Banner Banner

A Benchmark Dataset for Sentinel-2 Based Forest Type Classification in the Siberian Summergreen-Evergreen Forest Transition Zone

F. van Geffen
R. Hänsch
B. Demir
S. Kruse
U. Herzschuh
B. Heim

April 21, 2025

Circumboreal forests covering about 30% of global forested areas are undergoing significant changes. In Siberia, global warming may reduce the dominance of summergreen larch forest inducing shifts towards evergreen forest types, specifically in the Eastern Siberian summergreen-evergreen forest transition zone. We create a Remote Sensing training dataset for summergreen and evergreen forest types from the SiDroForest Sentinel-2 image dataset.

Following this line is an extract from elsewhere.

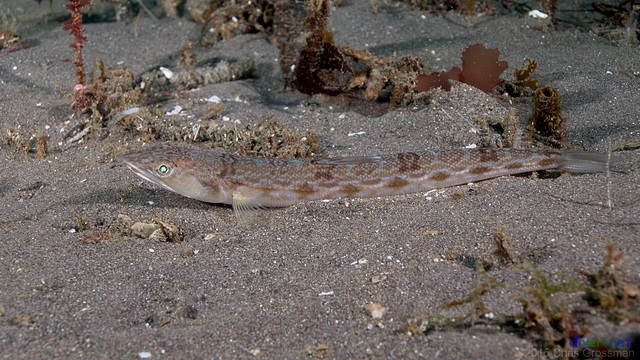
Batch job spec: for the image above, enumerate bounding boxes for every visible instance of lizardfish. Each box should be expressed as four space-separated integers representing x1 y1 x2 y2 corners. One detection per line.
122 144 609 218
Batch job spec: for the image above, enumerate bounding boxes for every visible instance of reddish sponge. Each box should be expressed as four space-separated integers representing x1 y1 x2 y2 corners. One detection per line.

This new training dataset informed by expert field knowledge includes nearly two million Sentinel-2 pixels across the early summer, peak summer, and late summer phenophases. We create the equivalent seasonal SiDroTest dataset linked to in-situ forest plots for benchmarking the seasonal training dataset. To optimize satellite-based monitoring, we train a Random Forest classifier on the train dataset to map summergreen and evergreen forest resulting in accuracies of 63% for early summer, 89% for peak summer, and 99% for late summer, with an average accuracy of 82% across all seasons. Feature importance analysis highlights the Sentinel-2 shortwave infrared as crucial for distinguishing forest types in all seasons. Additional key features include the normalized difference vegetation index (NDVI) and the red wavelength region for early summer, shortwave infrared and the visible wavelength region for peak summer, and shortwave infrared, near-infrared and NDVI for late summer. This study provides a benchmarked training dataset for mapping boreal forest types in the Siberian summergreen-evergreen transition zone. The Random Forest classifier performs best in late summer, leveraging distinct spectral differences between evergreen forests' greenness and the seasonal coloring of summergreen larch forests.